A nonpartisan coalition of former state and federal officials, scientists, lawyers and engineers working as the Environmental Protection Network warned that Trump’s cuts—more drastic than at any other agency—would leave EPA with its smallest workforce since 1984, “despite significantly increased congressionally mandated responsibilities since that date.”

Acknowledging that such steep cuts are not likely to be fully accepted by Congress, the group warned that “repeatedly advocating cuts of this magnitude normalizes the expectation that EPA’s budget should be reduced dramatically—on top of years of prior declines. This is an extreme benchmark against which smaller but still severe cuts appear ‘reasonable.’”

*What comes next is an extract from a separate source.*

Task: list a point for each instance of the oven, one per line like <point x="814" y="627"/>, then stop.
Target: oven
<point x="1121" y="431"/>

Circulated by the American Federation of Government Employees’ “Save the US EPA” campaign, the analysis said the “real impacts of these cuts will be significant and felt by families and communities across America. Trump would cut essential programs and staffing levels, making it increasingly difficult for federal and state environmental professionals to carry out their congressionally mandated responsibilities to protect public health and the natural environment.”

Some of the group’s highlights of the latest budget under Administrator Scott Pruitt:

  • EPA’s workforce around the country would shrink from 14,824 in fiscal 2017 to 12,250 in fiscal 2019;
  • EPA’s climate change programs and research would be eliminated, along with most voluntary climate programs;
  • States would expect severe cuts to EPA funding for their partnerships that support local operating budgets; and,
  • Fully 48 percent of science funding would be cut.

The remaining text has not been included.